Click **Next** to proceed through the DNS delegation warning (if applicable).

![](https://cdn.hashnode.com/res/hashnode/image/upload/v1725812100416/3ec4c12a-b90e-434d-b4a9-7f95aa6ed90c.png align="center")

In the **Additional Options** window, select the replication domain controller or leave it as default.

![](https://cdn.hashnode.com/res/hashnode/image/upload/v1725812335760/86457aa2-2ceb-4063-a4a1-44d559910547.png align="center")

Choose the default file paths for AD database, log files, and SYSVOL unless you need to change them.

![](https://cdn.hashnode.com/res/hashnode/image/upload/v1725812394041/eb8f978d-1ea4-496e-ae6a-c3cb6be6d9d8.png align="center")

Complete the wizard and click **Install** after the **Prerequisites Check** is successful.

![](https://cdn.hashnode.com/res/hashnode/image/upload/v1725812425682/2ad84177-ca6b-4b0f-9b09-89867d9da3d9.png align="center")

#### **<mark>Step 4: Verify and Reboot</mark>**

* The server will automatically reboot after the installation completes.
    
* Log in to the server using domain credentials after the reboot.
    

![](https://cdn.hashnode.com/res/hashnode/image/upload/v1725813308640/7c811df5-a6a7-410c-9387-43f2c7fdb20f.png align="center")

#### **<mark>Step 5: Validate Domain Controller Installation</mark>**

Once the server is up, it's essential to verify that it has been properly added as a domain controller.

Open **Active Directory Users and Computers (ADUC)** on the new server.

![](https://cdn.hashnode.com/res/hashnode/image/upload/v1725813492800/57bc5599-09f6-4c0f-853c-b824451f86ba.png align="center")
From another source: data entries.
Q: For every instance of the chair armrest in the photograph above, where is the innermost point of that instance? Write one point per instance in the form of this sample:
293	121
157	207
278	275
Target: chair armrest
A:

Ensure that the new server appears under **Domain Controllers** in the AD structure.

![](https://cdn.hashnode.com/res/hashnode/image/upload/v1725813597215/f91a5bc5-6e39-423b-8ba8-40c8bd2cb399.png align="center")

**Replication Check**:

Open **Command Prompt** as an administrator &gt; Run the following command to check AD replication

```plaintext
repadmin /replsummary
```

![](https://cdn.hashnode.com/res/hashnode/image/upload/v1725813709435/58b2b1fd-8782-45c6-9a5d-cfe220cc715c.png align="center")

### Conclusion

Adding an additional domain controller to your Windows Server 2016 environment is a crucial step in ensuring high availability, fault tolerance, and load balancing for your Active Directory infrastructure. By following these steps, you can effectively enhance your network's security and performance.